Эмпирической базой исследования стали интервью А. И. Куприна начала XX века, данные газетам и журналам «Вечерние известия», «Биржевые ведомости», «Голос Москвы», «Новый путь», «Петербургская газета», «Общее дело», «Всемирная панорама», «Возрождение», «Последние новости», «Своими путями», «За свободу», «Дни», «Сегодня». Некоторые из анализируемых текстов использовались как вспомогательный материал, но в научный дискурс мы вводим также и новые источники. Нас интересуют формально-содержательные аспекты интервью А. И. Куприна, их тематические векторы. Большей частью публикации изучаемого автора, интервью и беседы с писателем появлялись в столичных петербургских газетах; можно утверждать, что писателю были известны ожидания читателей прессы этого периода и задачи, которые ставились репортерам и журналистам, что влияло на его высказывания в более позднее время, когда к нему пришла всеевропейская известность.

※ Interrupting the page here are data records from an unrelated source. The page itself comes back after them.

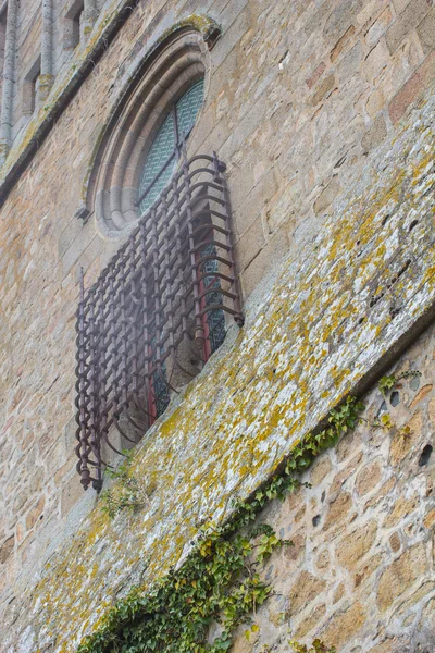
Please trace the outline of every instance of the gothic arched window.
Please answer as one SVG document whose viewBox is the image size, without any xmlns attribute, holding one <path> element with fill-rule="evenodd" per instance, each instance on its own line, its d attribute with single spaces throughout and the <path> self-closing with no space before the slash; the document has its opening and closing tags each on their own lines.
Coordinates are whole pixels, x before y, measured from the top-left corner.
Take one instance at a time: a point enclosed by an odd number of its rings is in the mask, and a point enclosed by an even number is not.
<svg viewBox="0 0 435 653">
<path fill-rule="evenodd" d="M 225 164 L 198 153 L 191 134 L 208 70 L 203 38 L 181 26 L 138 70 L 95 152 L 96 223 L 121 243 L 92 286 L 80 284 L 85 488 L 101 488 L 107 453 L 135 444 L 201 370 L 225 337 L 225 313 L 243 323 Z"/>
<path fill-rule="evenodd" d="M 139 184 L 139 212 L 144 213 L 167 185 L 179 158 L 183 140 L 190 134 L 203 101 L 203 78 L 167 109 L 145 160 Z"/>
</svg>

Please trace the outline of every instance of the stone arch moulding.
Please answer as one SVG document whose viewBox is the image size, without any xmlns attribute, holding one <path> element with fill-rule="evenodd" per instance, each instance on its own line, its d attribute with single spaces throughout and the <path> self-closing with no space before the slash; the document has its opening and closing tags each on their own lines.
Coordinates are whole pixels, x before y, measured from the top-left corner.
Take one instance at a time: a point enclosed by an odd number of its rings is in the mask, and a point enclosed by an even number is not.
<svg viewBox="0 0 435 653">
<path fill-rule="evenodd" d="M 103 237 L 120 239 L 137 222 L 135 200 L 147 149 L 165 108 L 200 77 L 207 97 L 209 50 L 219 36 L 211 19 L 188 16 L 157 37 L 135 64 L 100 131 L 75 212 L 83 220 L 95 212 Z"/>
</svg>

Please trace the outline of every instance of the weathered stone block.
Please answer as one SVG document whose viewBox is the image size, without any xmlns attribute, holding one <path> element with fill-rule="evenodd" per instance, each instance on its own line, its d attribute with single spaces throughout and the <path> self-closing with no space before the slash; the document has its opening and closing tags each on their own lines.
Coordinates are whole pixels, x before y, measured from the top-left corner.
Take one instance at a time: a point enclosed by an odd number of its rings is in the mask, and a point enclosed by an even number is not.
<svg viewBox="0 0 435 653">
<path fill-rule="evenodd" d="M 302 571 L 288 594 L 290 613 L 297 615 L 312 601 L 320 599 L 325 587 L 326 582 L 324 580 L 316 578 L 309 571 Z"/>
<path fill-rule="evenodd" d="M 355 569 L 375 541 L 377 525 L 374 520 L 340 540 L 337 546 L 337 560 L 348 569 Z"/>
<path fill-rule="evenodd" d="M 420 42 L 423 52 L 428 52 L 435 48 L 435 9 L 432 9 L 428 14 L 417 27 Z"/>
<path fill-rule="evenodd" d="M 412 0 L 407 4 L 386 34 L 386 44 L 391 54 L 408 34 L 423 21 L 430 9 L 431 0 Z"/>
<path fill-rule="evenodd" d="M 385 612 L 421 577 L 426 564 L 424 544 L 415 544 L 383 572 L 377 588 L 377 604 Z"/>
<path fill-rule="evenodd" d="M 364 134 L 361 140 L 362 149 L 365 153 L 370 152 L 371 149 L 374 149 L 386 138 L 387 135 L 387 126 L 385 124 L 385 119 L 382 114 L 377 115 L 370 127 L 370 130 Z"/>
</svg>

Отдельные интервью писателя доступны в полных собраниях сочинений 1964 [21] и 2006 [22] годов, тот же корпус текстов собран ранее в сборнике «А. И. Куприн о литературе» [23]. Куприн, дающий интервью, стал предметом специального изучения куприноведа С. А. Ташлыкова, выступившего составителем сборника «Куприн в зеркале интервью», в котором интервью как предмет изучения впервые выделено из ряда иных литературно-публицистических жанров, а также отмечены некоторые характерные черты бытования жанра в периодике изучаемого нами периода [24].
С точки зрения содержания, при анализе проблемно-тематических векторов бесед, можно утверждать, что часть интервью, которые берутся у писателя, имеют ритуальную природу, связаны с необходимостью уведомлять читателя о новинках или ближайших планах на сбор литературного материала: из интервью 1916 года становится ясно, что Куприн информирует читателей о завершающем этапе работы над «Юнкерами» в годы Первой мировой войны, делится планами о поездке «по русской Лапландии и Северу» [25, с. 3]; «Свою пьесу о гуляке, попавшем на королевский трон, ему [Куприну] не удалось подвинуть. Не набросал он и либретто задуманной оперетты. Ближайшая работа его - большая повесть “Юнкера”, стоящая в известной логической связи с “Поединком”, - пожалуй, как пролог к той жизни и типам, какие изображены в известном романе поручика Ромашова» [26, с. 3] и т. п. Композиция у таких интервью типичная рамочная, где в интродукции даны описания сада и дома, рабочего кабинета и представлен портрет писателя, что отвечает запросу читательской публики, с одной стороны, на «человеческое» в жизни писателя, с другой -на часть тайны, которая еще со времен романтизма стоит за писательством как культурной практикой. Так, например, в августе 1908 года в «Петербургской газете» напечатано интервью Куприна корреспонденту В. Регинину. Оно открывается описанием рабочей комнаты: «Окна занавешены зелеными с лиловым занавесками. Белый, гладко выструганный стол, в гладкой деревянной раме портрет Толстого, фотография Чехова, портрет Кнута Гамсуна. На стенах карикатуры-оригиналы Щербова. У входа в комнату прислонился к стене велосипед» [27, с. 3].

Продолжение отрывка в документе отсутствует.